Hukum-hukum Syariat dalam Islam

Dalam perspektif syariat Islam, setiap perbuatan, perkataan, dan perilaku manusia tidak lepas dari lima kondisi berikut:
  1. Wajib, yaitu apa yang diperintahkan oleh Allah (SWT). Siapa saja yang mengerjakannya akan mendapat pahala dan jika meninggalkannya akan mendapatkan siksa, seperti shalat lima waktu dan puasa Ramadhan.
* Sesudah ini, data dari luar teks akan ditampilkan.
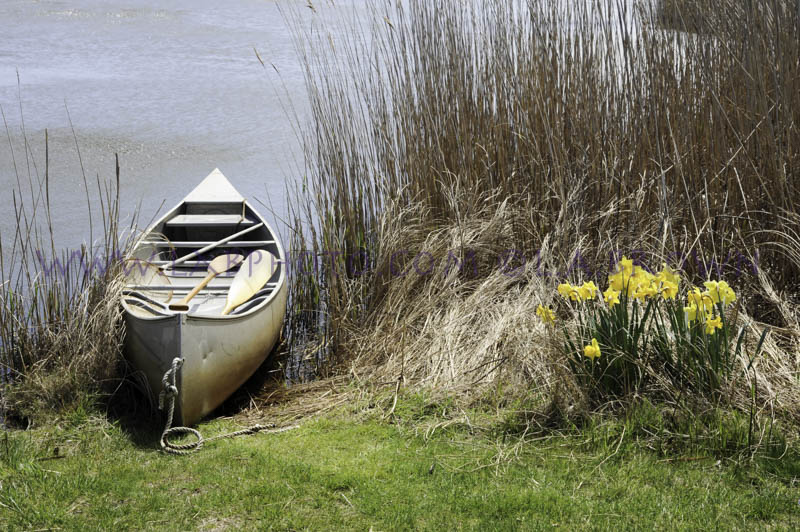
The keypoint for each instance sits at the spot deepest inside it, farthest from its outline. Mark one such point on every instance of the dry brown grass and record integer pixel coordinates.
(561, 131)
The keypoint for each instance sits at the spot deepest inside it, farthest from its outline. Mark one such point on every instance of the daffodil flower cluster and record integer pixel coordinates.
(701, 305)
(635, 281)
(640, 284)
(546, 314)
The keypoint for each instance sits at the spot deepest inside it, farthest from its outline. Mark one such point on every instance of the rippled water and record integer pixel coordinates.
(174, 87)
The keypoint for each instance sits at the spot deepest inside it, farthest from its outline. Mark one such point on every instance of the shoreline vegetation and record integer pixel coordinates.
(569, 259)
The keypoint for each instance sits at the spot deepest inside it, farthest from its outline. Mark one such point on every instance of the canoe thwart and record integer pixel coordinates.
(196, 244)
(206, 220)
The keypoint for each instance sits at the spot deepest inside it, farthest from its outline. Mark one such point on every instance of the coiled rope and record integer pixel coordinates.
(169, 391)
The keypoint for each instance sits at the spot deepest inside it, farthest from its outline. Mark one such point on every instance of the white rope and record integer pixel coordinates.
(169, 391)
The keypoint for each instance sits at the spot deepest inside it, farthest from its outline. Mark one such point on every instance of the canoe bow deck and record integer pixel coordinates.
(220, 352)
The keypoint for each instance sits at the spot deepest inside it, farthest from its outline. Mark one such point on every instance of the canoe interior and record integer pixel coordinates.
(186, 229)
(219, 352)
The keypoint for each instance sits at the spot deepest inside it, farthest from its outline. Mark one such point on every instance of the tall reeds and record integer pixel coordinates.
(509, 145)
(60, 321)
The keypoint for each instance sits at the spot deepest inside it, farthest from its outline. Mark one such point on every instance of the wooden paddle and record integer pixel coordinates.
(256, 270)
(219, 265)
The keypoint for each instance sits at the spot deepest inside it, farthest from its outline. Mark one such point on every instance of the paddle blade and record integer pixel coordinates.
(254, 273)
(223, 263)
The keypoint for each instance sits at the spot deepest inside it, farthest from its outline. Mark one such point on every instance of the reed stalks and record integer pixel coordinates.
(60, 318)
(462, 158)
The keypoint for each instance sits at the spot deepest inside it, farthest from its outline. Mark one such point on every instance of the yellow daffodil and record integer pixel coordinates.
(726, 293)
(669, 290)
(611, 297)
(712, 287)
(588, 290)
(592, 350)
(546, 314)
(568, 291)
(699, 299)
(645, 290)
(712, 324)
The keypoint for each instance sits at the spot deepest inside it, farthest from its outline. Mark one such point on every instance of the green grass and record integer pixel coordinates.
(340, 472)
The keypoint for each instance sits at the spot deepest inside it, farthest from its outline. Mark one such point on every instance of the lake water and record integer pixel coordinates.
(173, 87)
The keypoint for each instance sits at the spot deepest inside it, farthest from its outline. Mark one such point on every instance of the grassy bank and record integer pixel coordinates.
(355, 472)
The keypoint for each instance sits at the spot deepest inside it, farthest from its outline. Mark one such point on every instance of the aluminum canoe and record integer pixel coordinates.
(220, 352)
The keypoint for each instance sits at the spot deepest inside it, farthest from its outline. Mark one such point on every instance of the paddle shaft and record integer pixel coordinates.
(196, 289)
(210, 247)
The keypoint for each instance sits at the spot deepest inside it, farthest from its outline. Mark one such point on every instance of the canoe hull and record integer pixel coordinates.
(219, 355)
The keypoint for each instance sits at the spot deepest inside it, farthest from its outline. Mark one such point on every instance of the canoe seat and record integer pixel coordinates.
(209, 220)
(198, 244)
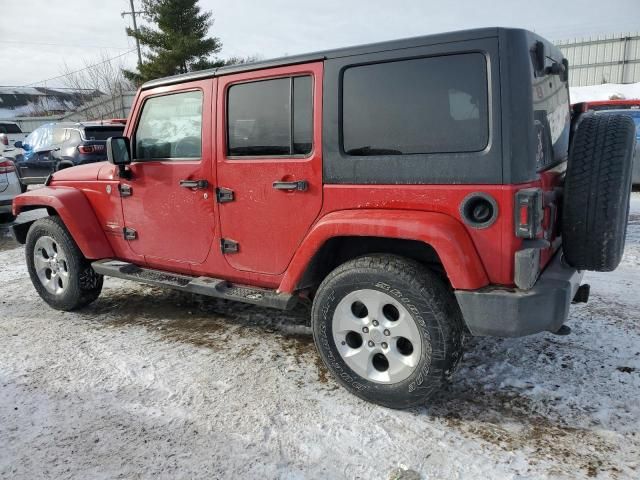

  2. Haram, Yaitu apa yang dilarang oleh Allah (SWT). Orang yang meninggalkannya akan mendapat pahala dan orang yang melakukannya akan mendapat siksaan, seperti perbuatan zina dan meminum khamar (minuman keras).
  3. Sunnah dan Mustahabb, yakni apa yang dianjurkan dalam Islam agar dikerjakan. Setiap orang yang mengerjakannya akan mendapat pahala, namun orang yang tidak melakukannya tidak mendapat siksa. Seper‘ti tersenyum di hadapan orang lain, mengucapkan salam ketika bertemu, dan menyingkirkan duri dari jalanan.
  4. Makruh, yaitu sesuatu yang dianjurkan Islam agar ditinggalkan. Orang yang meninggalkannya akan mendapatkan pahala, tapi juga orang yang mengerjakannya tidak mendapatkan siksa. Contohnya, mengupil ketika shalat.
  5. Mubah, yakni, sesuatu yang ketika dikerjakan dan ditinggalkan sama sekali tidak berkaitan dengan perintah dan larangan dalam syariat, seperti makan, minum, dan bicara.